Comment réduire le déficit public de la France sans étouffer la croissance ? Le Conseil d’analyse économique (CAE) a suggéré mercredi de privilégier à la fois la réduction des dépenses et des « hausses temporaires d’impôts ». Dans une note d’une dizaine de pages, l’organisme rattaché au Premier ministre martèle que « pour garantir la soutenabilité de la dette, continuer à se financer à des taux d’intérêt bas et respecter ses engagements européens, la France doit réduire son déficit public », mesuré à 5,5% du PIB en 2023.

Mais il faut aussi « éviter un assainissement trop rapide » des finances publiques, « pour protéger la croissance et éviter une hausse du chômage », préviennent Adrien Auclert, Thomas Philippon et Xavier Ragot, les trois économistes qui ont rédigé la note.

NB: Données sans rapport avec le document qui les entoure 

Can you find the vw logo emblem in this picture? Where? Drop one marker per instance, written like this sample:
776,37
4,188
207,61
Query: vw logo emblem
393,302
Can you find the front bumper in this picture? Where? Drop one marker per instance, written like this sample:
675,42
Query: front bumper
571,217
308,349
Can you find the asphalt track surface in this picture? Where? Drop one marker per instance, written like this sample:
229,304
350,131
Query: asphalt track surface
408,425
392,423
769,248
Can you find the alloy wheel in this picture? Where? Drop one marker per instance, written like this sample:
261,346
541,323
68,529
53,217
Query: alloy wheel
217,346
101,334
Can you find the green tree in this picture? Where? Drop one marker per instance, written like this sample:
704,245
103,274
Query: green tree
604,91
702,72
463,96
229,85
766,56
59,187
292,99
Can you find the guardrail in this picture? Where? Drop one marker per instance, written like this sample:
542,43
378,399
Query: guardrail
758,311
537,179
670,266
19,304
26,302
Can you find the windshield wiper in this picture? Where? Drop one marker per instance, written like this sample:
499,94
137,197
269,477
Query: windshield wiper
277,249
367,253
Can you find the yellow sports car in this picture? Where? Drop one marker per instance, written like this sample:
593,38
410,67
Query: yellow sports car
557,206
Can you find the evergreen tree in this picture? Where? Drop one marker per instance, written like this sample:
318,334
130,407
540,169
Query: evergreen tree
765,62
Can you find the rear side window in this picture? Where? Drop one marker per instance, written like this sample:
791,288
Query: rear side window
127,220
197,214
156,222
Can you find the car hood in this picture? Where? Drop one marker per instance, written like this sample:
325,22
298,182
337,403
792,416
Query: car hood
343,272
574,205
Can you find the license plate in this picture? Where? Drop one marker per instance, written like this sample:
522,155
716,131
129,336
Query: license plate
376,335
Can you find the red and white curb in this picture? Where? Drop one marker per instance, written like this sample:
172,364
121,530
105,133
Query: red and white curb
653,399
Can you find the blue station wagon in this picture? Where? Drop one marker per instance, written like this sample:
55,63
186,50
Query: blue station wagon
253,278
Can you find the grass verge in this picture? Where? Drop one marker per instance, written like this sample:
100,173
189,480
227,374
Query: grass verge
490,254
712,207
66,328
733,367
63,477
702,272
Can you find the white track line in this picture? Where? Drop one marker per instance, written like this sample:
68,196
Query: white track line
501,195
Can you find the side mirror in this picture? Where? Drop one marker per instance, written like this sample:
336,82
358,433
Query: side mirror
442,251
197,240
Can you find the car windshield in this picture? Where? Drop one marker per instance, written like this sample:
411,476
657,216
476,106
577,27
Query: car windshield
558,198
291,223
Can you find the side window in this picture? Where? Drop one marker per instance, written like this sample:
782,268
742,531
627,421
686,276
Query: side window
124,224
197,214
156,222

Un assainissement « modéré mais soutenu » des finances publiques

En avril, l’Observatoire français des conjonctures économiques (OFCE) estimait que les 10 milliards d’euros d’économies convenus pour 2024 – auxquels l’exécutif sortant veut ajouter 15 milliards d’économies – réduiraient la croissance française de 0,2 point de PIB. Les 20 milliards d’euros de coupes dans les dépenses prévues pour 2025, qui pourraient ralentir la consommation et l’investissement, réduiraient à leur tour la croissance nationale de 0,6 point de PIB selon l’OFCE.

Le CAE propose donc mercredi un assainissement « modéré mais soutenu » des finances publiques, afin que la France soit en mesure « à moyen terme » (d’ici 7 à 12 ans) de générer un excédent d’environ 1 point de PIB chaque année.

Un tel excédent permettrait de « placer la dette publique sur une trajectoire durablement décroissante » à condition qu’il n’y ait pas de nouvelles « crises » économiques. En cas de « choc majeur » sur l’activité, un excédent proche de 1% permettrait plus modestement d’« assurer la stabilité de la dette publique à long terme ». En 2023, la France était encore loin de l’objectif avec un déficit primaire (hors charges d’intérêts de la dette) de 3,2% du PIB selon Bercy.

Les coupes budgétaires du gouvernement ne sont pas encore « à la hauteur du défi »

La politique de réduction des dépenses publiques engagée par le gouvernement depuis plus d’un an va dans la bonne direction, mais « ses performances ne sont pas à la hauteur de l’enjeu », estime le CAE. Pour trouver les « 112 milliards d’euros » qui permettraient de dégager des excédents chaque année, « il faudrait sans doute aussi prendre des mesures temporaires, comme des hausses temporaires d’impôts ou une sous-indexation générale des dépenses et des tranches d’impôt ».

« A titre purement illustratif », si le salaire de base des fonctionnaires, « l’ensemble des prestations sociales en espèces et le barème de l’impôt sur le revenu étaient tous gelés en 2025, plutôt que revalorisés en fonction de l’inflation en 2024 (estimée à 2,5%), cela rapporterait environ 20 milliards d’euros aux comptes publics », illustre le CAE.

Parmi les mesures « ayant un impact positif sur les comptes publics », les trois auteurs de la note citent le recentrage des aides à l’apprentissage sur les jeunes les moins qualifiés (4 milliards d’euros d’économies selon l’OFCE), le ciblage des exonérations de cotisations patronales sur les bas salaires (2 milliards) ou encore la réforme du crédit d’impôt recherche, afin de le recentrer sur les petites et moyennes entreprises (2,5 milliards d’euros d’économies). Enfin, le CAE suggère de supprimer certaines niches fiscales liées aux droits de succession, pour un gain anticipé de 9 milliards d’euros.